En este escrito me ocuparé de si, cómo y con qué costos y beneficios las mujeres pueden recurrir al
derecho y a la justicia penal para tutelar sus derechos y motorizar sus exigencias de libertad. Esto significa
que no hablaré de cómo la justicia penal trata a las mujeres, ni de cómo el derecho penal las ve y las
construye.
La relación entre las mujeres y el derecho es una relación controvertida y difícil. Más difícil aún es la relación
entre el feminismo, como movimiento y horizonte de pensamiento, y el derecho penal.
Antes de entrar en el fondo del asunto, debo definir qué es lo que entiendo, a los fines de esta relación, por
“derecho” y por “feminismo”, ya que no creo que haga falta defininir la locución “mujeres”.
Por “derecho” entiendo aquí el derecho positivo, específicamente el derecho puesto por el Estado y por los
órganos que a él se refieren. En cuanto a “feminismo”, es evidente que hay muchos feminismos y muy
diferentes entre sí. De todos modos, lo que los une es la referencia a un horizonte que conjuga reflexión y
política, o, mejor, una reflexión que parte de la política y actúa sobre ella.
El feminismo contemporáneo nace, como movimiento político, en las sociedades occidentales, luego de que
las mujeres alcanzaran la plena emancipación, es decir, la titularidad de los derechosy la igualdad formal
con los hombres, a través de luchas que duraron más de un siglo, dirigidas contra y a través del derecho. La
cuestión que este feminismo plantea, de hecho, es la del perdurar de una subordinación, de una
discriminación, y más a fondo, de una sustancial ilibertad femenina, a pesar de la titularidad de los derechos
y de la igualdad formal.
El análisis crítico del derecho y los derechos llega a tres “conclusiones” muy diversas entre sí. Hay quien
dice que se necesita todavía más derecho, nuevas leyes, nuevas y diferentes normas; otras sostienen,
inversamente, que del derecho y de los derechos debemos desconfiar, ya que son construidos a medida
masculina; unas terceras afirman que la libertad y la autonomía femeninas nada tienen que ver con el
derecho y los derechos, y que por el contrario hace falta apuntar a la construcción de una subjetividad
femenina a través de una política que meta en el centro las relaciones y margine, incluso vacíe, el derecho y
los derechos. En Italia, por ejemplo, ya en ocasión de la batalla por la legalización del aborto, en los años
setenta, muchas voces han sostenido la inconveniencia de hacerse “legisladoras” sobre el cuerpo de las
mujeres.

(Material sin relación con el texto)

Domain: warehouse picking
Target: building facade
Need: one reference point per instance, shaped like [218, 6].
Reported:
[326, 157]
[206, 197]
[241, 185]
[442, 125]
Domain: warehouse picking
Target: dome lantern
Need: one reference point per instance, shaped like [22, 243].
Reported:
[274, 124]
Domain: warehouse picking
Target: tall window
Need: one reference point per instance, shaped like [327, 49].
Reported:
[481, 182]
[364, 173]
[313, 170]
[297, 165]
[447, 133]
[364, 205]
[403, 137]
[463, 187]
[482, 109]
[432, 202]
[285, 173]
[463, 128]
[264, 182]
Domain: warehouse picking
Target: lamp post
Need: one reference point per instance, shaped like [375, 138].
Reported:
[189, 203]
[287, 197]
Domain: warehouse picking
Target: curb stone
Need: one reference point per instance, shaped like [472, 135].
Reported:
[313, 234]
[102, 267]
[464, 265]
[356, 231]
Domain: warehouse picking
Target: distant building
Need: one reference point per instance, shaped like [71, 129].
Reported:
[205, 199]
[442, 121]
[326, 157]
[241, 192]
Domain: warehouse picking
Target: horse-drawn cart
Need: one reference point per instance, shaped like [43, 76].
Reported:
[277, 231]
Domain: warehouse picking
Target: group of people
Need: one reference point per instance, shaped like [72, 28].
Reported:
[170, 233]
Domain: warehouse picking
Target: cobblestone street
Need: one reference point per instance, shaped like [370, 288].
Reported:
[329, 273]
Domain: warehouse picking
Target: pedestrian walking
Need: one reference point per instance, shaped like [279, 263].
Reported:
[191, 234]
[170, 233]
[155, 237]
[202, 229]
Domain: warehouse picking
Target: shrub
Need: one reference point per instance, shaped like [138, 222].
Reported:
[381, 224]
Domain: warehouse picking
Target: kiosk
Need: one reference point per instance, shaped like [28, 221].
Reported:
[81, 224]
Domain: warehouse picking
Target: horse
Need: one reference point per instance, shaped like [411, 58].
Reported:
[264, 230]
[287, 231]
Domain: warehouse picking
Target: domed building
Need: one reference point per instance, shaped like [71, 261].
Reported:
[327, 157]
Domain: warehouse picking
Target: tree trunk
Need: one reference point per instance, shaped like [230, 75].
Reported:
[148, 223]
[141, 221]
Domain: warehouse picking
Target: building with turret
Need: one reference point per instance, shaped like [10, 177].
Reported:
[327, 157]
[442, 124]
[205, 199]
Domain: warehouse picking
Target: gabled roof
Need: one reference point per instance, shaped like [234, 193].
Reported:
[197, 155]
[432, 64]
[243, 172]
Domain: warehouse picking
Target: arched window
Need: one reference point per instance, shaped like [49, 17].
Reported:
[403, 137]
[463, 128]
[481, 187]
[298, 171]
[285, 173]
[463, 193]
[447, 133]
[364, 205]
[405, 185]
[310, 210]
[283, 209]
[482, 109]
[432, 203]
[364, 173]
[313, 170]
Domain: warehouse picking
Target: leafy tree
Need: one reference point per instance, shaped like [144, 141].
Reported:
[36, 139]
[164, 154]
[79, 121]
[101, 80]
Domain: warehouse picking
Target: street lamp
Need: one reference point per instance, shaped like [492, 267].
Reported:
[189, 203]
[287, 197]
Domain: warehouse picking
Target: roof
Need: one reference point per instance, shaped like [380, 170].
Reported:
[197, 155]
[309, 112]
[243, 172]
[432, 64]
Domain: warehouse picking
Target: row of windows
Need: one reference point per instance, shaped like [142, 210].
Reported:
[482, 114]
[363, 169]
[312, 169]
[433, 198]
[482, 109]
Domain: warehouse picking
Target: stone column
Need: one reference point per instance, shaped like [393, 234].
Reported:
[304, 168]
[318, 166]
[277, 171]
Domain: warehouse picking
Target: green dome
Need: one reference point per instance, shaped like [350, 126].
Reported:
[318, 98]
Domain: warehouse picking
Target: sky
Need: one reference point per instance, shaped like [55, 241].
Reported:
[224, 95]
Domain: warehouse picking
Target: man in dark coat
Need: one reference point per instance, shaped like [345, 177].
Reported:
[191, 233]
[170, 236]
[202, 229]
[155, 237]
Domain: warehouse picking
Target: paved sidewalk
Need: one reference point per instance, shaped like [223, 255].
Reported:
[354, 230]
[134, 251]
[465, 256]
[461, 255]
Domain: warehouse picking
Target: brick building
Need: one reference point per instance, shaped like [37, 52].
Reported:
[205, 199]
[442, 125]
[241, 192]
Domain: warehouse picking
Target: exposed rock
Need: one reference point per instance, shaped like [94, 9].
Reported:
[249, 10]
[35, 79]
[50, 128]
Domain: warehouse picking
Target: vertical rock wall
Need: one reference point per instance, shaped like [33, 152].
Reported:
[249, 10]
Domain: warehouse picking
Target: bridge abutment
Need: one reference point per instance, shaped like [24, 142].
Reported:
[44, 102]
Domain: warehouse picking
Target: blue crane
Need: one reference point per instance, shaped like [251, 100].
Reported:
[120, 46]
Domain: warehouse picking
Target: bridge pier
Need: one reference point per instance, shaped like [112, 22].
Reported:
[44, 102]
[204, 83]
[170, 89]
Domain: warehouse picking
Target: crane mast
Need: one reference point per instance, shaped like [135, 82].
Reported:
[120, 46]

Ya aquí emergían dos cuestiones diferentes: por un lado, que cualquier ley habría traicionado las
complejas demandas femeninas, que vinculaban la posibilidad de abortar legalmente a la sexualidad más
que a la maternidad y que por lo tanto veían la legalización como un primer paso hacia el reconocimiento de
una plena responsabilidad femenina en orden a la procreación, paso necesario en la dirección de libertad y
de la autonomía. En contraste, la legalización era vista y llevada adelante en el debate público como un
remedio al problema social del aborto clandestino. Por otro lado, el rechazo de ser, en primera persona
como movimiento feminista, portadoras de normatividad y normalización, en particular sobre una cuestión
que se refería y se refiere a las relaciones con los hombres. Cuestiones que volverán a entrar en escena
con más fuerza en ocasión de la campaña para una nueva ley de violencia sexual, en la cual se intentaba
utilizar el derecho penal.
De hecho, el derecho penal plantea, o mejor dicho, planteaba, más problemas aún. Las discusiones se han
centrado sobre todo en la conveniencia de nuevas y más severas normas contra la violencia sexual y la
violencia doméstica, y no sólo en la criminalización del acoso sexual. En los Estados Unidos se ha discutido
incluso la prohibición de la pornografía como modalidad de discriminación contra las mujeres. Lo que estaba
en discusión, además de la utilidad empírica, de la eficacia, del derecho penal para enfrentar en serio estos
fenómenos, era la reducción de las mujeres al rol de víctimas, la necesaria simplificación del significado de
la sexualidad y de la relación entre los sexos y, por lo menos al comienzo, la cuestión de la oportunidad del
uso de un instrumento típico de la represión institucional por parte de un movimiento cuyo objetivo es la
libertad femenina: en otras palabras, la escasa radicalidad de un movimiento que, de tal manera, legitima la
justicia penal y al Estado mismo.
Al derecho penal le son imputables por lo menos tres objetivos distintos: el primero, y el fundamental según
la cultura jurídica, es la prevención general, es decir la disuasión, a través la amenaza de pena, de la
comisión de lesiones a bienes y derechos configuradas como delitos. Sin embargo, le son atribuibles por lo
menos otros dos: uno simbólico y el otro cultural, y en cierto sentido pedagógico. El uno se refiere a la
construcción, o más bien a la asunción solemne del hecho o fenómeno penalizado como “mal”
colectivamente reconocido como tal; el otro, al cambio de las actitudes, de los modelos culturales difundidos
confrontando aquel fenómeno.
Existen, de todos modos, costos que se deben pagar al recurrir al derecho penal, como he anticipado.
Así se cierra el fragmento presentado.